There in that mausoleum I decided that I must never see Diaz again. He was fast in my heart, a flashing, glorious treasure, but I must never see him again. I must devote myself to memory.
On the dressing-table lay a brown-paper parcel which seemed out of place there. I opened it, and it contained a magnificently-bound copy of The Imitation of Christ. Upon the flyleaf was written: ’To dearest Carlotta on attaining her majority. With fondest love. C.P.’
It was too much; it was overwhelming. I wept again. Soul so kind and pure! The sense of my loss, the sense of the simple, proud rectitude of her life, laid me low.

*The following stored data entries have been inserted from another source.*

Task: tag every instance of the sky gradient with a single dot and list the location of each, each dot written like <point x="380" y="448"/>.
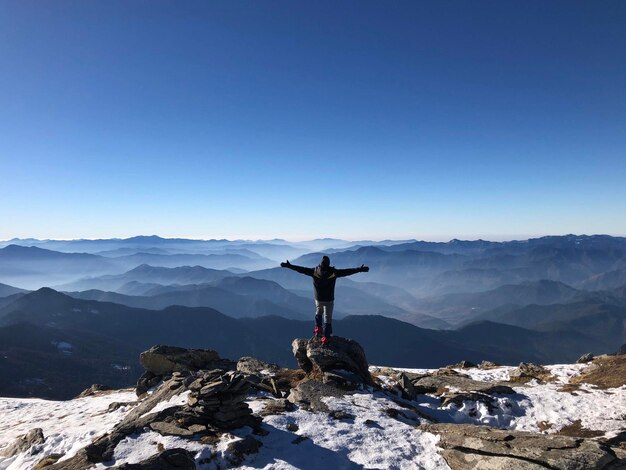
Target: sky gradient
<point x="358" y="120"/>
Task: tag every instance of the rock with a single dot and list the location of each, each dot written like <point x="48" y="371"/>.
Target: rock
<point x="310" y="392"/>
<point x="47" y="461"/>
<point x="169" y="429"/>
<point x="406" y="387"/>
<point x="146" y="382"/>
<point x="170" y="459"/>
<point x="585" y="358"/>
<point x="275" y="407"/>
<point x="528" y="371"/>
<point x="197" y="428"/>
<point x="93" y="390"/>
<point x="299" y="347"/>
<point x="457" y="399"/>
<point x="164" y="360"/>
<point x="441" y="383"/>
<point x="250" y="365"/>
<point x="462" y="365"/>
<point x="488" y="365"/>
<point x="467" y="446"/>
<point x="24" y="442"/>
<point x="340" y="355"/>
<point x="241" y="448"/>
<point x="116" y="405"/>
<point x="339" y="415"/>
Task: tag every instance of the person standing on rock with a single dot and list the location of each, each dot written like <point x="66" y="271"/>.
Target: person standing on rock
<point x="324" y="278"/>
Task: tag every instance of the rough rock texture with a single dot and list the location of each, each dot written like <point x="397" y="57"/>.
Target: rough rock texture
<point x="93" y="390"/>
<point x="528" y="371"/>
<point x="217" y="399"/>
<point x="163" y="360"/>
<point x="342" y="362"/>
<point x="604" y="372"/>
<point x="440" y="383"/>
<point x="585" y="358"/>
<point x="467" y="446"/>
<point x="309" y="394"/>
<point x="25" y="442"/>
<point x="251" y="365"/>
<point x="178" y="459"/>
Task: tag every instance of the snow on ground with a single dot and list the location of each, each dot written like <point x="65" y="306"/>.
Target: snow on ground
<point x="599" y="410"/>
<point x="379" y="435"/>
<point x="305" y="440"/>
<point x="67" y="425"/>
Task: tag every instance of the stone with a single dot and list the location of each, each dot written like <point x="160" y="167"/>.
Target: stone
<point x="468" y="446"/>
<point x="47" y="461"/>
<point x="462" y="365"/>
<point x="340" y="355"/>
<point x="339" y="415"/>
<point x="251" y="365"/>
<point x="310" y="392"/>
<point x="528" y="371"/>
<point x="278" y="406"/>
<point x="488" y="365"/>
<point x="197" y="428"/>
<point x="170" y="459"/>
<point x="165" y="360"/>
<point x="146" y="382"/>
<point x="22" y="443"/>
<point x="116" y="405"/>
<point x="169" y="429"/>
<point x="247" y="445"/>
<point x="299" y="347"/>
<point x="585" y="358"/>
<point x="93" y="390"/>
<point x="406" y="386"/>
<point x="439" y="384"/>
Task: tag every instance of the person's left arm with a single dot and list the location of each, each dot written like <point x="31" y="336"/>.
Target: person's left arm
<point x="351" y="271"/>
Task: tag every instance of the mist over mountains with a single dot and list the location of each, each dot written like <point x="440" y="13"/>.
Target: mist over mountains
<point x="423" y="304"/>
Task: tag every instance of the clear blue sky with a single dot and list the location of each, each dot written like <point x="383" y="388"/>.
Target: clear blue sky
<point x="264" y="119"/>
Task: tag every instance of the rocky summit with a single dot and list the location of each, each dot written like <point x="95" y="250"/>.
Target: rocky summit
<point x="194" y="409"/>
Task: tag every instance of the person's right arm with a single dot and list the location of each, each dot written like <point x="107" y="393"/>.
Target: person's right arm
<point x="299" y="269"/>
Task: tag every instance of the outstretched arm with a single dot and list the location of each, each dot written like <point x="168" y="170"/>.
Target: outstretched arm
<point x="298" y="269"/>
<point x="351" y="271"/>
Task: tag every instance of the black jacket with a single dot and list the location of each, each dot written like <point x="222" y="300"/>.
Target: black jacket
<point x="324" y="279"/>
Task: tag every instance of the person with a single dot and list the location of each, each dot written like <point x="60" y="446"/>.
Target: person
<point x="324" y="278"/>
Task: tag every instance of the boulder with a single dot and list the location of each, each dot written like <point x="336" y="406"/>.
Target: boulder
<point x="528" y="371"/>
<point x="164" y="360"/>
<point x="488" y="365"/>
<point x="251" y="365"/>
<point x="441" y="383"/>
<point x="24" y="442"/>
<point x="93" y="390"/>
<point x="462" y="365"/>
<point x="325" y="362"/>
<point x="467" y="446"/>
<point x="170" y="459"/>
<point x="310" y="392"/>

Train journeys have too often been sorrowful for me, so much so that the conception itself of a train, crawling over the country like a snake, or flying across it like a winged monster, fills me with melancholy. Trains loaded with human parcels of sadness and illusion and brief joy, wandering about, crossing, and occasionally colliding in the murk of existence; trains warmed and lighted in winter; trains open to catch the air of your own passage in summer; night-trains that pierce the night with your yellow, glaring eyes, and waken mysterious villages, and leave the night behind and run into the dawn as into a station; trains that carry bread and meats for the human parcels, and pillows and fountains of fresh water; trains that sweep haughtily and wearily indifferent through the landscapes and the towns, sufficient unto yourselves, hasty, panting, formidable, and yet mournful entities: I have understood you in your arrogance and your pathos.